China and Vietnam should focus on improving infrastructure in the two corridors involving two southwestern Chinese cities and four northern Vietnamese localities, Chinese ambassador to Vietnam said in Lao Cai Province on Sunday at an international seminar attended by the Chinese and the Vietnamese representatives.
At the seminar, entitled "measures to develop Vietnam-China two economic corridors and one belt in new contexts", the Chinese ambassador Hu Qianwen proposed that the two sides should regard areas along the roads and railways in the two corridors, and ports and logistics services in the Beibu gulf economic belt as major points for bilateral cooperation on trade and investment.
China has improved and constructed necessary infrastructure networks in the two corridors very well, he said, adding that it is most important for the two sides, especially Vietnam, to improve transport systems.
At the one-day seminar, representatives from Vietnamese ministries and research institutes stated that the two sides should center on seeking funds and human resources to facilitate the construction of the two corridors and the belt, especially their infrastructure networks.

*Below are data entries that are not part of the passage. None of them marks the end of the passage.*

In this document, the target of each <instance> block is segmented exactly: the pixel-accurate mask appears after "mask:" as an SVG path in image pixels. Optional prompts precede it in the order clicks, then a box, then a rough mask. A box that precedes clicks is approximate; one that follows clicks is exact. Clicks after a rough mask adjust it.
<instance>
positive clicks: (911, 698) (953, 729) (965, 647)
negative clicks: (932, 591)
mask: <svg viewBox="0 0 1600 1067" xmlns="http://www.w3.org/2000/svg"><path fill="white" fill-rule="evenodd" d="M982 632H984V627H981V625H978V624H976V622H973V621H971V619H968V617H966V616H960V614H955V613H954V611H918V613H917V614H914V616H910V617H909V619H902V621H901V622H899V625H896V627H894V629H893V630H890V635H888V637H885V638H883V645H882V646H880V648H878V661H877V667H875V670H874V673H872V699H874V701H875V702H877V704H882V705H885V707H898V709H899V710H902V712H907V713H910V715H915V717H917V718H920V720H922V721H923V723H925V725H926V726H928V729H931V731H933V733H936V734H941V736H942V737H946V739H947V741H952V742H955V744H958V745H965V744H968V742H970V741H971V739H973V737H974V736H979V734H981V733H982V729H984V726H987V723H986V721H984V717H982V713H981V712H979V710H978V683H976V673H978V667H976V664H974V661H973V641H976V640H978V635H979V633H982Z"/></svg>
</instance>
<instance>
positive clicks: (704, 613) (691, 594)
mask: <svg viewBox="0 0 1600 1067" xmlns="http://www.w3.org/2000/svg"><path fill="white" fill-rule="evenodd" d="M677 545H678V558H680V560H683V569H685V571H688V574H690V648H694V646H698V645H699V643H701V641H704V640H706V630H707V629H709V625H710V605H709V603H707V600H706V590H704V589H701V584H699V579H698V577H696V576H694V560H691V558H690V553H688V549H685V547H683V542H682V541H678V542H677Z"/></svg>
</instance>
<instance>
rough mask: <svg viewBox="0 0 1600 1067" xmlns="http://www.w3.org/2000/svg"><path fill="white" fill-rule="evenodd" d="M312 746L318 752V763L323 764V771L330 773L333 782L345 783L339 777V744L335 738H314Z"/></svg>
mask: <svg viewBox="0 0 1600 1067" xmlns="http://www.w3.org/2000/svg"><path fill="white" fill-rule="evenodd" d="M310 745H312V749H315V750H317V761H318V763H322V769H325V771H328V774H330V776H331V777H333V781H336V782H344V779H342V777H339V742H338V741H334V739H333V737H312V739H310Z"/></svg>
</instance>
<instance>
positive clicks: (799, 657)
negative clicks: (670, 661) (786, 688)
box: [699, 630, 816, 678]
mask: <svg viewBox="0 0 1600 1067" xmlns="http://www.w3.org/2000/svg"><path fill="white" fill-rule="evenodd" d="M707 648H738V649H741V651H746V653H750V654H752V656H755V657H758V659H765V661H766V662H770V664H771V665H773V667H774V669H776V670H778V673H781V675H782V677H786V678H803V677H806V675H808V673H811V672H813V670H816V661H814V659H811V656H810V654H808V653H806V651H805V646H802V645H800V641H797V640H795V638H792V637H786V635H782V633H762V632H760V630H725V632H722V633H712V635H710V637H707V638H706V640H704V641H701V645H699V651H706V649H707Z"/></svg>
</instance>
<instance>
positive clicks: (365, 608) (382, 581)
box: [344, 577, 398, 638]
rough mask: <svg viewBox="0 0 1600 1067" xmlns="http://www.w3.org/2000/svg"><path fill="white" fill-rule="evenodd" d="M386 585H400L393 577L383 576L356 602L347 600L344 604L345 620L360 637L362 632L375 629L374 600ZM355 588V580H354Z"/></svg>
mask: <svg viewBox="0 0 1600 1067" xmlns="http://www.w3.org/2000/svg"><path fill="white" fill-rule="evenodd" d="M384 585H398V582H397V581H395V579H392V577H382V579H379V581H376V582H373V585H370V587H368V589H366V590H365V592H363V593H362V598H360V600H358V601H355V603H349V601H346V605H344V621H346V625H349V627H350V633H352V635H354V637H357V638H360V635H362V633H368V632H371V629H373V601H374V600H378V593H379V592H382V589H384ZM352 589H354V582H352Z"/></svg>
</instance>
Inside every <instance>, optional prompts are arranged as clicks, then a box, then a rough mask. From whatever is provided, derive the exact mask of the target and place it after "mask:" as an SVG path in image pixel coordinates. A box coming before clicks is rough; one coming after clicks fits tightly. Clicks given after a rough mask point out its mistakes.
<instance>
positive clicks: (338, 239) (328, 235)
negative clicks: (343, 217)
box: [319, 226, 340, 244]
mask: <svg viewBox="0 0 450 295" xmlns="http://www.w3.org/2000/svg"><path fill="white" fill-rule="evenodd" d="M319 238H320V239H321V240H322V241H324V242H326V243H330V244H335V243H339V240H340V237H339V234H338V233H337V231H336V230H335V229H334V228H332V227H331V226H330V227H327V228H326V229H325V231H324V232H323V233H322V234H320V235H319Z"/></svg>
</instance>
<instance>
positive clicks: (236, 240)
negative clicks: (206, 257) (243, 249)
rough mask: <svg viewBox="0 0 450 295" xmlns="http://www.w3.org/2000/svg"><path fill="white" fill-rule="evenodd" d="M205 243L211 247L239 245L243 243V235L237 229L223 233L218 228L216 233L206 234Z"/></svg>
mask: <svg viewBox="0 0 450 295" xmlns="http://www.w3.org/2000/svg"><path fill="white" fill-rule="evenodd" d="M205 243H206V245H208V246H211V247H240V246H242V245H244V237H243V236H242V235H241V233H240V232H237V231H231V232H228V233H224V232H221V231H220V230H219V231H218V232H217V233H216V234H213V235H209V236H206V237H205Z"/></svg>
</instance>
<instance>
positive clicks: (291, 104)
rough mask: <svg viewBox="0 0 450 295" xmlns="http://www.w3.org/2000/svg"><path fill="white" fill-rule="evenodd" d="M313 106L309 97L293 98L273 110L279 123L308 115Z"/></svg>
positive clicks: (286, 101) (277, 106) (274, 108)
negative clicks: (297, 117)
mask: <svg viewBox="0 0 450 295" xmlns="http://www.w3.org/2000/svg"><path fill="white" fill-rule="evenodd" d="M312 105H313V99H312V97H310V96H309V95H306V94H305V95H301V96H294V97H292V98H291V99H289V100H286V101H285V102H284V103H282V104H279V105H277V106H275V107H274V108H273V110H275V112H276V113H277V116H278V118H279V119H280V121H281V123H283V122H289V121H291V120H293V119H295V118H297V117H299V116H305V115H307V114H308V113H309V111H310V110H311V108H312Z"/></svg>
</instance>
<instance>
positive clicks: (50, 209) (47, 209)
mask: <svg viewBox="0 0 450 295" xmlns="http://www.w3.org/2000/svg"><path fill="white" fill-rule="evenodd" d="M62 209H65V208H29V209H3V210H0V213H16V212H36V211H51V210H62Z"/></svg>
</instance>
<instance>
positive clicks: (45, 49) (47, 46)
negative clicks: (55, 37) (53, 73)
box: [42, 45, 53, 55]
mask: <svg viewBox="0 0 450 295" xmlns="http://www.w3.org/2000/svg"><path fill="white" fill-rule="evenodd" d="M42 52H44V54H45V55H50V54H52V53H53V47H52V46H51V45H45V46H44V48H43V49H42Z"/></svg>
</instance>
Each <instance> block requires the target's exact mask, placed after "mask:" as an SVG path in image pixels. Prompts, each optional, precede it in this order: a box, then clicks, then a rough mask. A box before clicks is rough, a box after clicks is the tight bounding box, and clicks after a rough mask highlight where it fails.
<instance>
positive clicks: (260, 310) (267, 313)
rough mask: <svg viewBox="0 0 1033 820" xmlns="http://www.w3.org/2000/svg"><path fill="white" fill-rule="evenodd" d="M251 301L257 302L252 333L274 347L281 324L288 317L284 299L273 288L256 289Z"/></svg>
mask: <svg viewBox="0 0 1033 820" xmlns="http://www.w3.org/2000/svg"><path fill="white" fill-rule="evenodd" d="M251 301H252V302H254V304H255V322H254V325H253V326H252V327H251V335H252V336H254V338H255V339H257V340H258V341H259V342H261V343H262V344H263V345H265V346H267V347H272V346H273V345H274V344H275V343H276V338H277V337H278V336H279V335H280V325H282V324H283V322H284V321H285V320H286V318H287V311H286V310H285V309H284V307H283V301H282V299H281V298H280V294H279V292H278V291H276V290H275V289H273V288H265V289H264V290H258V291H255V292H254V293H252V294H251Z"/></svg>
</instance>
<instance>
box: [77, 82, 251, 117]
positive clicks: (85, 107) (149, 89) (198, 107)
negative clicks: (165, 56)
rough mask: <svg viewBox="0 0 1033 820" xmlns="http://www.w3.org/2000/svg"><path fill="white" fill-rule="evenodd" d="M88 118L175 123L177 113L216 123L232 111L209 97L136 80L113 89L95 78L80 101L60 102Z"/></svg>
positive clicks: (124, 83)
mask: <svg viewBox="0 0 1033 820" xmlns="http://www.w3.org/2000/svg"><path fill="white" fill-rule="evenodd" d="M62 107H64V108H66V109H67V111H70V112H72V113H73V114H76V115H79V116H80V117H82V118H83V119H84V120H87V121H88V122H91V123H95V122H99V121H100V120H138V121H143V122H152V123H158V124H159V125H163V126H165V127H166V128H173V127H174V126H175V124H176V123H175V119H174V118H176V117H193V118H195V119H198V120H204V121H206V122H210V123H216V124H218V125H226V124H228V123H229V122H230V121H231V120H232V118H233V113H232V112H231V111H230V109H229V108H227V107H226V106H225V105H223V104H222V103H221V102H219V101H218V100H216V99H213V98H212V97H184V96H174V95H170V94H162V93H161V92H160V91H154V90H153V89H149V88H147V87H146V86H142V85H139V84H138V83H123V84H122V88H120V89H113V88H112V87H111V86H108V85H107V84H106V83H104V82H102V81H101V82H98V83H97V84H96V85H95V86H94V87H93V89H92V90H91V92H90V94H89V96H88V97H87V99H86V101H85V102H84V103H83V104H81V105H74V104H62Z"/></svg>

"Most important measure is speeding up cooperation on building socioeconomic infrastructure, including expressways, rail routes, seaports, power plants, telecommunications networks, wastewater treatment plants, and infrastructure of border areas," Nguyen Ba An, vice director of the Development Strategy Institute under the Ministry of Planning and Investment, said, adding that the two sides should prioritize construction of expressways of Kunming-LaoCai-Hanoi-Hai Phong, and Nanning-Lang Son-Hanoi-Hai Phong.
In May 2004, the governments of China and Vietnam agreed to develop the two economic corridors, and the Beibu Gulf economic belt involving China's Guangxi, Guangdong, Hainan, Hong Kong and Macao, and 10 coastal localities of Vietnam, to speed up socioeconomic development of the involved cities and provinces, as well as their trade and economic ties with the Association of Southeast Asian Nations.